At some point, I decided to look into her past to see if I could find anything out about her breeding or where she’d come from. Nothing seemed to add up. Her hotness indicated thoroughbred, and that’s what I registered her as with the USEA, but she had no tattoo and didn’t look the type–she was stocky and big-boned, with a neck set high on her shoulder. Her flamboyant movement, marked by an extravagant front end that just seemed to go up and up, indicated warmblood… or something else entirely. Another distinguishing physical characteristic was her physical toughness–she never took an off step as long as I owned her.
After contacting her past three owners, I’d traced her back to a nameless Tennessee Walking Horse trainer in Crossville, TN, where she’d been in training as a young horse. I put an ad on Craig’s List to see if anyone in the area recognized her, but being a plain bay mare in the heart of Walking Horse country, it was to no avail. Apparently, she was purchased from the trainer to be shown by a junior rider in Tennessee Walking Horse jumping classes but turned out to be too much for the girl, who sold her to her vet, who sold her to the h/j trainer I’d gotten her from.

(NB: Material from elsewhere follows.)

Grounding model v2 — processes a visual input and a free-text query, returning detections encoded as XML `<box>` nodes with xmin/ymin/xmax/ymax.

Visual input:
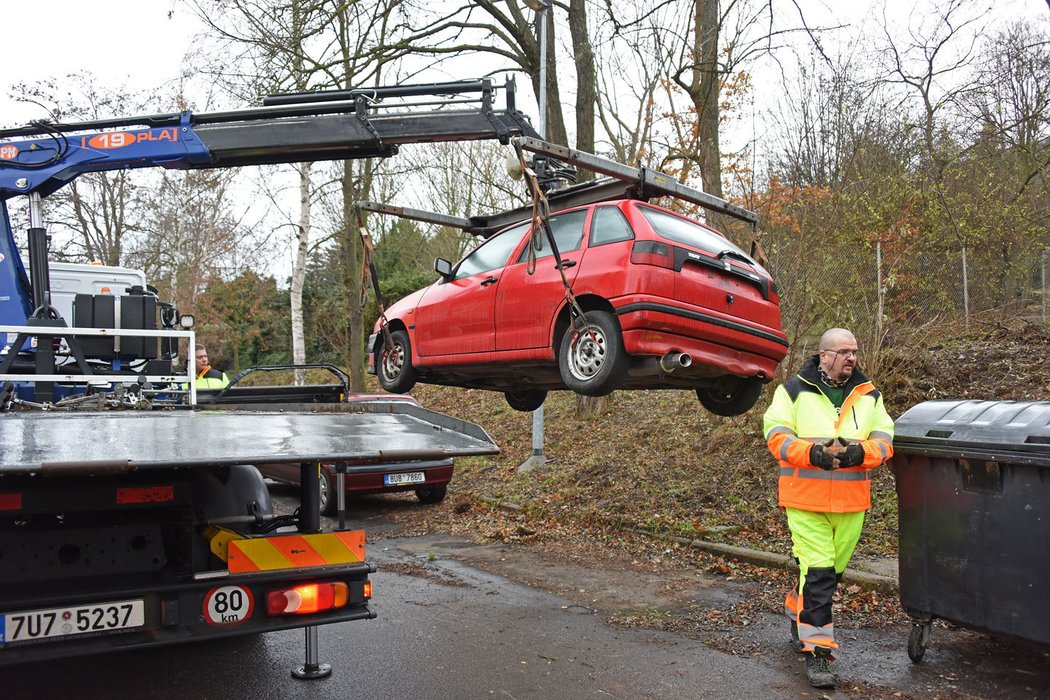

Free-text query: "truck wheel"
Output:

Upon the recommendation of a friend, I skeptically contacted an animal communicator to see if she could shed some light on her origins. Without prompting and with only rudimentary information about my horse (name/age/color), the communicator said she saw images of Maggie in the past with something heavy and painful tied around her ankles, and of being cornered in a stall by a man. I started crying when I heard that. Maggie’s fighter personality suddenly made sense.
As much as I loved Maggie, I had two more horses waiting patiently in the wings for my attention, and I had neither the time or finances to campaign three horses at once. I knew Maggie could have a great life making someone else’s cross-country dreams come true, and the perfect buyer emerged almost immediately, and they clicked, and she didn’t even mind Maggie’s unorthodox breeding, so I knew that it was fate. As I watched the trailer pull away, whisking Maggie away to a wonderful home in Texas, I knew in my heart that I’d done the right thing.
Less than a month later, I got the nightmare phone call: Maggie had ruptured her colon, and they couldn’t save her. The new owner and I both were devastated. That was two years ago today.
I miss you, Maggie. Thank you for reminding us that no matter what body we’re born into, not matter what difficulties obstruct our path, no matter what people’s expectations are for us, if we stay strong and follow our hearts, we’ll find our place in the world.